It was a (fictional) family affair in New York City on Wednesday to celebrate Armageddon Time at the New York Film Festival.

Anne Hathaway, Jeremy Strong, Jaylin Webb, Banks Repeta, Andrew Polk and more of the cast and crew of the film made their way to Alice Tully Hall to celebrate the NY premiere of their upcoming film, based on a true story from writer-director James Gray.

The film is set in 1980s Queens against the backdrop of a country going through an ominous sociopolitical change. It follows Jewish-American student Paul Graff (Repeta) and his friend Johnny (Webb), who is targeted by their racist teacher (Polk), as Paul finds himself at odds with his parents (Strong and Hathaway).

“I’m glad that we’re telling the story at this time because I think that in the past few years so many of us have developed a deeper and more nuanced and more sophisticated understanding and issues surrounding injustice — different kinds of racial injustice, gender injustice, class injustice,” Hathaway told The Hollywood Reporter. “I think we’re being more thoughtful about it, about those subjects those issues, those realities.”

Polk and Gray agree that one of the takeaways from the film is the importance of showing children moral and ethical teachings at a young age.
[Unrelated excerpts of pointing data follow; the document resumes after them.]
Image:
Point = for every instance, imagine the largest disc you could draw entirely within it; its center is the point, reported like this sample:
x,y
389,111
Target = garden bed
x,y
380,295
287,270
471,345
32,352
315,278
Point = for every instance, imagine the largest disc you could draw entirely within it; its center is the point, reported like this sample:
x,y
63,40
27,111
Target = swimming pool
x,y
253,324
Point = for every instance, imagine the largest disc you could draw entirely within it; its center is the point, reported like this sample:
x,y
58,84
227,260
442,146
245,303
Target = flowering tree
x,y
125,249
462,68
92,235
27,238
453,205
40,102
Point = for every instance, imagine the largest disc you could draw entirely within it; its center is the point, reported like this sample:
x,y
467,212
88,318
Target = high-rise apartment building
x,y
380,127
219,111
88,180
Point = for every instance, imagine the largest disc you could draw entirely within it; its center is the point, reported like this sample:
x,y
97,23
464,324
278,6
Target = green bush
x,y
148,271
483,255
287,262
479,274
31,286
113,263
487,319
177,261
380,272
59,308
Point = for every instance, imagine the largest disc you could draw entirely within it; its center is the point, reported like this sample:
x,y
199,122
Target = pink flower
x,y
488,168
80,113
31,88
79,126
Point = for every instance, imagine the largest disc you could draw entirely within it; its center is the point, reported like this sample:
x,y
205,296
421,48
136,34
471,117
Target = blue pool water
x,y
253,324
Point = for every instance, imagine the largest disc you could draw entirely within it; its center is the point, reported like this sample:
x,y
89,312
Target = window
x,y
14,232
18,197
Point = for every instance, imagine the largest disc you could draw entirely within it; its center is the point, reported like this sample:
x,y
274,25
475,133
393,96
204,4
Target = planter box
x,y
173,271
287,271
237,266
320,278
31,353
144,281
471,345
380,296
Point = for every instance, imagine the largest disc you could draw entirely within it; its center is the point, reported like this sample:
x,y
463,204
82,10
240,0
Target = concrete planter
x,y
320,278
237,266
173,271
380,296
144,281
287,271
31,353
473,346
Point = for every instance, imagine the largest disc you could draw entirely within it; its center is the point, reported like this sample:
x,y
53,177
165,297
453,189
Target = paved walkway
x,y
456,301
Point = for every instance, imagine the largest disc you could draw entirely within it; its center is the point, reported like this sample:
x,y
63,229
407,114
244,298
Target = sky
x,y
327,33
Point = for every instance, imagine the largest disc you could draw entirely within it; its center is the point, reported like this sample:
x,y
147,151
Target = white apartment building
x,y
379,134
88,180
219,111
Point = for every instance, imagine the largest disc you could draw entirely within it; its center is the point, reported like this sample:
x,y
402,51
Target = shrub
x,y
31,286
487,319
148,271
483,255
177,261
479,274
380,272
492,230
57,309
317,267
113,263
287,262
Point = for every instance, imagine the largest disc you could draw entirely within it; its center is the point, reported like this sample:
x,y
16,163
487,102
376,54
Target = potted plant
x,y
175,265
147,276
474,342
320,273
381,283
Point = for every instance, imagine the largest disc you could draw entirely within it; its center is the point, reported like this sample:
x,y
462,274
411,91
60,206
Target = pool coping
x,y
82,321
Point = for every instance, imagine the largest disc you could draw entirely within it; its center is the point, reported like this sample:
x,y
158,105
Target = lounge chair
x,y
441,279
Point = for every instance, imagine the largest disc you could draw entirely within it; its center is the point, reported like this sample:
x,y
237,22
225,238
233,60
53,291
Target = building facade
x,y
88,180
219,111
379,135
“We try to have them find it for themselves, but that’s not the way it works,” Gray told THR on the carpet.

Polk added, “There’s the image of polarization in our country, and, really, when you’re a kid at 12, and you’re being asked to see the world for the first time — see race for the first time, see your position, whatever privilege you have: a tendency if you’re white or a middle-class Jewish family, which is projected here — then being asked to make a moral choice about where you stand on these things at a young age, I think is really important.”

The actor reached out to people he knows who attended the school, P.S. 173, in Queens in the ’80s to see if they had met Mr. Turkletaub, the teacher he plays in Armageddon Time, and surprisingly enough, his friend and fellow actor Amy Ryan was one of Turkletaub’s students. She recalled learning from him in school and even sent Polk a photo of him with several students.

Webb, who takes on the role of Johnny, thinks this story could’ve been told at any point and still resonated somehow.

“Racism now is just as bad as it was back in the ’80s,” Webb told THR. “I feel like people need to know racism and discrimination against Black people and against Jewish people. This movie really does show how unfair it was.”

Gray wrote the script in 2019 in an effort to try to express himself personally in the most honest way, as the world around him changed.

“I saw that our struggle with democracy and for democracy is not over,” Gray told THR about his desire to tell this story. “Sometimes you have to look backwards to look forwards.”

Armageddon Time hits theaters Oct. 28.